Le paradoxe ? Grâce aux « progrès » de la technique, nous sommes de plus en plus seuls : télétravail généralisé, réunions Zoom, messageries instantanées : nous communiquons plus, mais tissons-nous encore des liens ?
Le manager-chorégraphe
Revenons à cette génération Z qui vous donne des sueurs froides. Ils ne restent pas, ils zappent, ils veulent du sens immédiat. Mais ont-ils vraiment tort ?

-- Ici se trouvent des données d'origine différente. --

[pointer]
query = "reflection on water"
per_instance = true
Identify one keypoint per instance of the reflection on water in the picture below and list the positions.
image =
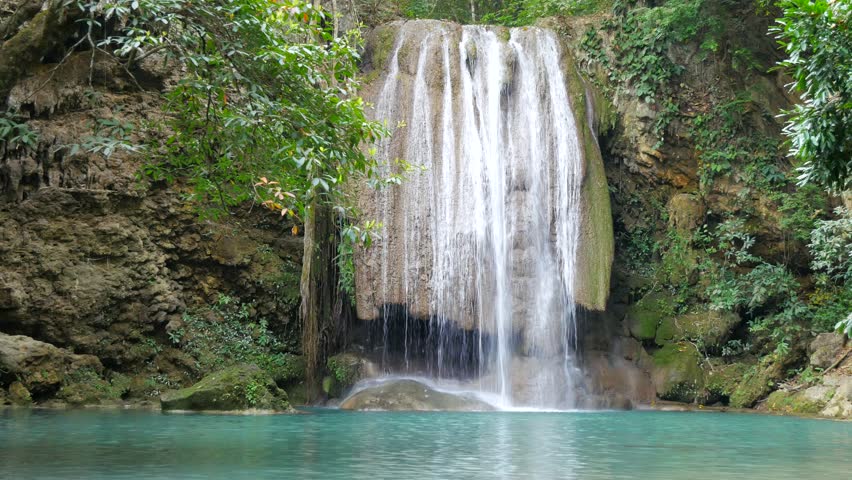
(330, 444)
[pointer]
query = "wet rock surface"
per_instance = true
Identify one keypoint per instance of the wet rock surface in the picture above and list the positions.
(241, 387)
(410, 395)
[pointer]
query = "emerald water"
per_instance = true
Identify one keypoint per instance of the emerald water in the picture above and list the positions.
(333, 444)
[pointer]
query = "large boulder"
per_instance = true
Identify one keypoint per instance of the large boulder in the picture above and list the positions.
(809, 401)
(410, 395)
(19, 395)
(710, 329)
(345, 370)
(643, 317)
(825, 349)
(677, 373)
(757, 381)
(40, 367)
(840, 404)
(241, 387)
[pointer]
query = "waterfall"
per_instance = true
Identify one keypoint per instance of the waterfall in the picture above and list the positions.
(480, 240)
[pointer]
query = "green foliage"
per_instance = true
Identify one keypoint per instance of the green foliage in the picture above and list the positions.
(728, 146)
(829, 305)
(268, 91)
(15, 133)
(351, 236)
(109, 136)
(801, 210)
(831, 247)
(767, 294)
(253, 392)
(845, 326)
(816, 36)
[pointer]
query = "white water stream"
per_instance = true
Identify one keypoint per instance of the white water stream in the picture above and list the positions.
(483, 236)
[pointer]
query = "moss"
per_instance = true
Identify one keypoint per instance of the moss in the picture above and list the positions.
(723, 379)
(46, 29)
(793, 403)
(19, 395)
(239, 387)
(381, 46)
(666, 331)
(645, 316)
(709, 329)
(677, 374)
(756, 383)
(597, 243)
(345, 370)
(86, 387)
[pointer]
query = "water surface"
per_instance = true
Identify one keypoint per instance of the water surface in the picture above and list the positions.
(332, 444)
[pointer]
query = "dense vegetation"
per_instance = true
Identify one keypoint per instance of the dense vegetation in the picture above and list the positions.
(266, 110)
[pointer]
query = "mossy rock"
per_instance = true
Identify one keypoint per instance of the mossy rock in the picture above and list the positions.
(411, 395)
(86, 387)
(645, 316)
(810, 401)
(19, 395)
(756, 383)
(345, 370)
(380, 45)
(710, 329)
(677, 373)
(291, 370)
(722, 380)
(241, 387)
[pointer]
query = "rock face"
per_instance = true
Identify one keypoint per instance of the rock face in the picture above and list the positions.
(831, 398)
(826, 349)
(40, 367)
(241, 387)
(677, 373)
(98, 263)
(410, 395)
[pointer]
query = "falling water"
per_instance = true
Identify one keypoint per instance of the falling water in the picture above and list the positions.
(482, 236)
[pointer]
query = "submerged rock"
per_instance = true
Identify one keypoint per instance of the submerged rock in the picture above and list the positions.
(241, 387)
(840, 401)
(346, 370)
(19, 395)
(410, 395)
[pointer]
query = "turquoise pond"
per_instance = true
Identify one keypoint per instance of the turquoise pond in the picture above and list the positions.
(330, 444)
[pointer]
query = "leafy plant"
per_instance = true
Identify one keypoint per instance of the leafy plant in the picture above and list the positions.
(268, 91)
(831, 246)
(225, 334)
(15, 133)
(816, 37)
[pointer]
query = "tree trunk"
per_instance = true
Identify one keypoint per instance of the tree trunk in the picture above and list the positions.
(317, 287)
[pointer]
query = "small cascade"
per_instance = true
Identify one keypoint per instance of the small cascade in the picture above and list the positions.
(478, 248)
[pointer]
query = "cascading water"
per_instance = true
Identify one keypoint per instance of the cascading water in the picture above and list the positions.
(482, 235)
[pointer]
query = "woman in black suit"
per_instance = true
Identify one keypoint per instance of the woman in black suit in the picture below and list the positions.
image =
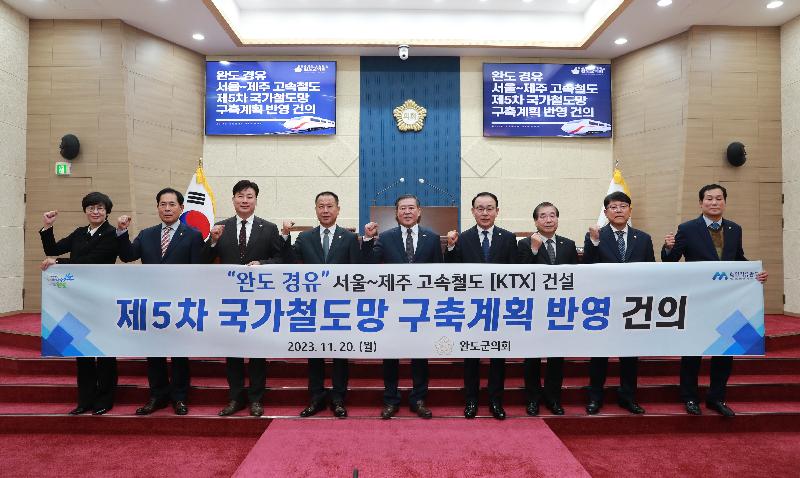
(92, 244)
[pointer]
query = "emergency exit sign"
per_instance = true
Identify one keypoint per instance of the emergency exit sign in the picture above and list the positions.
(63, 168)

Ils ont grandi dans des structures familiales éclatées où la question de la place est centrale. Où suis-je ? Avec qui ? Pour quoi faire ? Ils reproduisent simplement ce schéma dans leur vie professionnelle. Ils cherchent moins un employeur qu’une tribu temporaire, moins un CDI qu’un pacte émotionnel.
Si votre entreprise était une danse, quelle serait-elle ? Un ballet classique rigide ou une improvisation jazz où chacun peut exprimer sa partition tout en restant dans l’harmonie collective ?
Créer du "Nous" sans écraser le "Je"
La vraie complexité aujourd’hui, celle qui me passionne depuis mon mémoire de 2009, c’est cette tension : comment créer du collectif (l’entreprise comme communauté) tout en respectant l’individualisation croissante (la formation sur-mesure, le parcours unique, le télétravail choisi) ?
P. Bobola nous donne une piste : ne pas chercher à uniformiser, mais à créer une unité dans la diversité. M. Maffesoli parle de « reliance » : réunir ce qui a été séparé. E. Fiat nous invite à considérer nos collaborateurs – « considérer » venant de « cum sidere », regarder les astres ensemble.
Les cours d’amour du XIIIe siècle, évoquées par B. Cyrulnik, jugeaient la courtoisie des hommes selon des critères précis. Et si nous créions des « cours de lien » dans nos entreprises ? Des espaces où l’on apprendrait à tisser des attachements professionnels sains, ni fusionnels ni distants ?
Conclusion : Le retour du sacré au bureau
Oui, vous avez bien lu. P. Bobola parle de « sacralité », M. Maffesoli de « réenchantement », E. Fiat de « célébration ». Des mots qui font tousser dans une salle de comité de direction.
Et pourtant. Vos collaborateurs cherchent exactement cela : un lieu où leur présence fait sens, où le « nous » n’écrase pas le « je », où le travail redevient une œuvre commune et pas seulement une activité individuelle rémunérée.
Seize ans après mon mémoire, la question n’est plus « peut-on créer du lien à distance ? » mais « comment recréer du lien, tout court ? ». Les écrans ont gagné la bataille de l’efficacité. C’est à nous, managers, DRH, dirigeants, de gagner celle de l’humanité.
Les curseurs bougent. À nous d’apprendre à danser.
Cet article fait suite à ma participation en octobre 2025 à la soirée-débat « Trois regards sur le lien social » organisée dans le cadre des Semaines de la Santé Mentale (octobre 2025) et à la rencontre avec Boris Cyrulnik à Palavas-les-Flots.